More

llmzero · on March 8, 2024

What is a little contradictory is that designing a system to use less resources can increases the number of people fine tuning models so that the final result can be a net global increase in the total energy use. A hypothetical goal could be to reuse fine tuning, that is designing a knowledge graph in which you fine tuning from a previously fine tuned model (like dynamic programming, save the result of previous computations). Lora allow us to store the small matrices with low cost.

llmzero · on March 8, 2024

I liked that you link to renting a dual 24GPU for 0.60cents/hour, but how long could it takes to fine tune a 70b model using your system (4 bits for weights)?

If I were a consumer I would be interested in the final price of fine tuning, for example a table with model size, training size, cost of training, and expected loss of quality with this technology.

One obvious question: Can you apply your technology with the recent (-1,0,1) encoding?, I think you will answers that the (-1,0,1) model is not available and you can't try it, but my question is whether once/if that model is available answer.ai will be able to use the same technology that this post to fine tune a big model in two very small GPUs, and then I should ask for a new table with cost/benefits analysis.

Edited: I should add that I find this kind of work very useful for enhancing individual users like me to be able to compete in the applications of LLM market, this is great work and along the lines of the book "from zero to one" (not that I like or dislike the author) to solve the kind of problem that nobody is trying to solve.

Edited: Now that I have a total of 23 points in HN, I will change my password to some random one, just to cure my desire to look for votes, and try to make some work, and again some tomorrow create a new presence in HN.

airstrike · on March 8, 2024

> Now that I have a total of 23 points in HN, I will change my password to some random one, just to cure my desire to look for votes, and try to make some work, and again some tomorrow create a new presence in HN.

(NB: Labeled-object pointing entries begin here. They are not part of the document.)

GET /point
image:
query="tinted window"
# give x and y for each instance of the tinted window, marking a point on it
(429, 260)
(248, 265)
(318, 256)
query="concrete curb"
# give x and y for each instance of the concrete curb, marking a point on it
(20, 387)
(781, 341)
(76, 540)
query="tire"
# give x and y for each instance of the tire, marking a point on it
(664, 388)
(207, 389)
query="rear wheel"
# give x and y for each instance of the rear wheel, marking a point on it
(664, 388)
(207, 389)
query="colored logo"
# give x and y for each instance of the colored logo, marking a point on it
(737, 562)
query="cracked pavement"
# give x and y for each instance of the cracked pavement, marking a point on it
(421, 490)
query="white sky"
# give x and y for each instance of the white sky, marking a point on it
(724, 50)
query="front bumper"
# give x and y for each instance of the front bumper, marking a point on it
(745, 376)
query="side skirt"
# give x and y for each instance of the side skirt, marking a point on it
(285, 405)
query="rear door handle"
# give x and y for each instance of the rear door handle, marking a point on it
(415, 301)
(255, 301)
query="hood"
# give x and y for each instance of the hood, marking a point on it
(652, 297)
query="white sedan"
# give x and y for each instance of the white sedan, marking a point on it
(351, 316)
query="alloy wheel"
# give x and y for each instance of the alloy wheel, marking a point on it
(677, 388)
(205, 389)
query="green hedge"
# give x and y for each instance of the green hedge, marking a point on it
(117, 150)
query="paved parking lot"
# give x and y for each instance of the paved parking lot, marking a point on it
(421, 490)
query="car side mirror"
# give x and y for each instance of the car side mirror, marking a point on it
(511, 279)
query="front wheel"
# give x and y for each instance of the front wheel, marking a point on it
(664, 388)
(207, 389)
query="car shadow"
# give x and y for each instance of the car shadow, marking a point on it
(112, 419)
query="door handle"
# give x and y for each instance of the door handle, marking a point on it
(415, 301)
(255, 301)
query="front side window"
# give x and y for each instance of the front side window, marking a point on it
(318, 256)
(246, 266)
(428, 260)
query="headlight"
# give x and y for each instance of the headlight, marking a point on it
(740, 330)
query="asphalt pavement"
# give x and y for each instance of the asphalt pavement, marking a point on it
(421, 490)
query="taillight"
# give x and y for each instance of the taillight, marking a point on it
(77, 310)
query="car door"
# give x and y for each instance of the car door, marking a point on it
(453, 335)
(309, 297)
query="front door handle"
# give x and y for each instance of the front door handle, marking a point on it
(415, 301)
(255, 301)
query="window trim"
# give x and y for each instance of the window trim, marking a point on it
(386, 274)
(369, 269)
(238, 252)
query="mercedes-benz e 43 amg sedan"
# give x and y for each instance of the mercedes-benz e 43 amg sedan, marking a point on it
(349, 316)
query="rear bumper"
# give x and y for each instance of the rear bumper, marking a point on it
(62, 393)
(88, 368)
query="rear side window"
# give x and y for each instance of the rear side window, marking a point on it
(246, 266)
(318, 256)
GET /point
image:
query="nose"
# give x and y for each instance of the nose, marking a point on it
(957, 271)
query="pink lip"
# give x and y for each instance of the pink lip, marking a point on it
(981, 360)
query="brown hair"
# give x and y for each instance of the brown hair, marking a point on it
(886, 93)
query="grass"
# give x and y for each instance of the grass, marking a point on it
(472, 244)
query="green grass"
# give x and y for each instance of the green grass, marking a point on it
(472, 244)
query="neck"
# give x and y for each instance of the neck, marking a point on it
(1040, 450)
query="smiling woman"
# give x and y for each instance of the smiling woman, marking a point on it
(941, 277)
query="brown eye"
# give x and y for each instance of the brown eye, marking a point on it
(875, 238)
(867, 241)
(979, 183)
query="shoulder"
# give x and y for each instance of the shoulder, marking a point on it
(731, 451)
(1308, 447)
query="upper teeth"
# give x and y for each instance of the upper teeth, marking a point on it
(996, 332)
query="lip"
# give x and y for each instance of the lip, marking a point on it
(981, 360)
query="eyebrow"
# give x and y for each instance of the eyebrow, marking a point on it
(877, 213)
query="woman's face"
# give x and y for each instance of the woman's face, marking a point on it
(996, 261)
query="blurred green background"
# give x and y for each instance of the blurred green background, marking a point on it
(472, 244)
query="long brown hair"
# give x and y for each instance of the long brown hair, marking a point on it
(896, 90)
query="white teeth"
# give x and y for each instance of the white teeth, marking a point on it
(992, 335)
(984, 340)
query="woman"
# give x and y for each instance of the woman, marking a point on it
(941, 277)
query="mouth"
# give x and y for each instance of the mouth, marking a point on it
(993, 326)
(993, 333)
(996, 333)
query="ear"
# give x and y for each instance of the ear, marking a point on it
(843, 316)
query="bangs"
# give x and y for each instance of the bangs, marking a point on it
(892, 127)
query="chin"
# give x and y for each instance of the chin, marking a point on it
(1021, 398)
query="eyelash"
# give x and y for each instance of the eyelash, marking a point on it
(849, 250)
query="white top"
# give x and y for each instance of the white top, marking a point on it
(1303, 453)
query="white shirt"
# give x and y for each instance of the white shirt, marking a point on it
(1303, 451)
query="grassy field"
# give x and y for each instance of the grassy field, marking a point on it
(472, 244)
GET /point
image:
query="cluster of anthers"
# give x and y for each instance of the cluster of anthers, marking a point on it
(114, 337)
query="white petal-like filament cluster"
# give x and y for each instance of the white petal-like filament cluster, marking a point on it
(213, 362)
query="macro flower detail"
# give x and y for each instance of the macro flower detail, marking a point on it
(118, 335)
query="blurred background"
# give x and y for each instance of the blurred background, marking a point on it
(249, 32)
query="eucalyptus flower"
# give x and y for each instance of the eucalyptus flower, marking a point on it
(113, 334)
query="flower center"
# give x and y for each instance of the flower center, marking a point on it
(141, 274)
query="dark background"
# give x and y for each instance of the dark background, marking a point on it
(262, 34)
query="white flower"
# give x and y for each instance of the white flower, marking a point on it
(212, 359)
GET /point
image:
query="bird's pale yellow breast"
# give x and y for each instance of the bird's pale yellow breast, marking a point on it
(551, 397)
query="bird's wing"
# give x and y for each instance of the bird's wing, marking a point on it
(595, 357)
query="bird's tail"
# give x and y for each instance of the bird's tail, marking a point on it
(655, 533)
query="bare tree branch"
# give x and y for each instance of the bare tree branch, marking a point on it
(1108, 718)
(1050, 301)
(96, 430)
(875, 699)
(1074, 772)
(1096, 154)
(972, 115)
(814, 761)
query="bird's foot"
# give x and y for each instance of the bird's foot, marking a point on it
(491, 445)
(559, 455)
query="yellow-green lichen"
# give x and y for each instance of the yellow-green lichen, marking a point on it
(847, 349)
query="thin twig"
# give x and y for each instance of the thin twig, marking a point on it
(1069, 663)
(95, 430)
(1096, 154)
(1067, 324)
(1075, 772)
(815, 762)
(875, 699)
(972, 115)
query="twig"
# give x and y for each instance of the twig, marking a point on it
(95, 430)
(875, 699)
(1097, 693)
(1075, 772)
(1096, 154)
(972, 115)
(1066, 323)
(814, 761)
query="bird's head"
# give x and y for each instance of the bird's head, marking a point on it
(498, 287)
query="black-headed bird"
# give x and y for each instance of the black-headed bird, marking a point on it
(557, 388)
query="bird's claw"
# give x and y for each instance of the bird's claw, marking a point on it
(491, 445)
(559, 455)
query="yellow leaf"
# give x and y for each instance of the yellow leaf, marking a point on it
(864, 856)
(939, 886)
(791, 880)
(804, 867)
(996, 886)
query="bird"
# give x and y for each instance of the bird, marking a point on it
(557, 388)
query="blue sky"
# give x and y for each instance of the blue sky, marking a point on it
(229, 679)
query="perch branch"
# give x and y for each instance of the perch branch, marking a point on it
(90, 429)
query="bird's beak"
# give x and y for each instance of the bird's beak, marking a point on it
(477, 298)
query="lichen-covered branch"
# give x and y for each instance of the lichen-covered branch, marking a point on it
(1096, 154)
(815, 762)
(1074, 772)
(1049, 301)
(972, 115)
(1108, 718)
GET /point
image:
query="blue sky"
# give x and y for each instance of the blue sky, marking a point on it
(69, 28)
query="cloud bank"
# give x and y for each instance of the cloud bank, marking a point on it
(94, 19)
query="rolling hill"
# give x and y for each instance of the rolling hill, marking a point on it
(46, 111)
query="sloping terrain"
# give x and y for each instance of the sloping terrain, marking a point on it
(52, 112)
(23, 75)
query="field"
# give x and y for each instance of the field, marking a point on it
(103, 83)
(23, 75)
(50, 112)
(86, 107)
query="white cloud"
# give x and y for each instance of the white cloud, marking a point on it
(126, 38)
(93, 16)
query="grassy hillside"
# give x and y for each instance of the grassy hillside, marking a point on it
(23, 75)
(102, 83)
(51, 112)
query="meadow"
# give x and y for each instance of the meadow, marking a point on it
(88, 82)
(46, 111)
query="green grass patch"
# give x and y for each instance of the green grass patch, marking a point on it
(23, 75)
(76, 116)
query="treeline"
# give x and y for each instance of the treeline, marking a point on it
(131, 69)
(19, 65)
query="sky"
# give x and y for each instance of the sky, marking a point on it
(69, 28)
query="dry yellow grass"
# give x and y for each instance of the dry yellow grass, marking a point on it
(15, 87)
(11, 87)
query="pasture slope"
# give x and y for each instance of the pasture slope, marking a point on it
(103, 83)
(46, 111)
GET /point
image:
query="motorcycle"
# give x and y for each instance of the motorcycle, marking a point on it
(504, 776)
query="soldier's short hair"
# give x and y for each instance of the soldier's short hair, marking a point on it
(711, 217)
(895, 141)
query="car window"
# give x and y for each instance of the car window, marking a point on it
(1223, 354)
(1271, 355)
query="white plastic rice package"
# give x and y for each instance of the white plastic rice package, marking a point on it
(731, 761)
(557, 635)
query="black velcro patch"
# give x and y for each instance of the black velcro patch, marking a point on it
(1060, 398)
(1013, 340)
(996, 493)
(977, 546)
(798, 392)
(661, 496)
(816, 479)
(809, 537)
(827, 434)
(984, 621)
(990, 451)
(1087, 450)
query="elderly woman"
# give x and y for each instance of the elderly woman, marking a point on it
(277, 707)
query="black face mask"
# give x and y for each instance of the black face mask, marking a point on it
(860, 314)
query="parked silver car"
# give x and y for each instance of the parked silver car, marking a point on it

If you use Stylus (or any similar browser extension), I actually wrote a style to hide points for that very reason, replacing karma and scores with `•••`

This is actually the second time I see someone mentioning this need, so I've made it into a gist and published it to userstyles, but here's it is also since it's pretty short:

    @-moz-document domain("news.ycombinator.com") {
        /* Hide karma and points on replies */
        span.pagetop #karma, span.comhead span.score {
            visibility: hidden;
            position: relative;
            display: inline-block;
            height: 10px !important;
            overflow: hidden;
        }
        span.pagetop #karma {
            width: 0.8rem !important;
        }
        span.comhead span.score {
            width: 0.8rem !important;
        }
        span.pagetop #karma::before, span.comhead span.score::before {
            content: "•••";
            visibility: visible;
            overflow: hidden;
            opacity: 0.8;
            font-family: Helvetica, Arial, sans-serif !important;
        }
    }

https://gist.github.com/airstrike/62584e6ffb6104791c0ae48a8e...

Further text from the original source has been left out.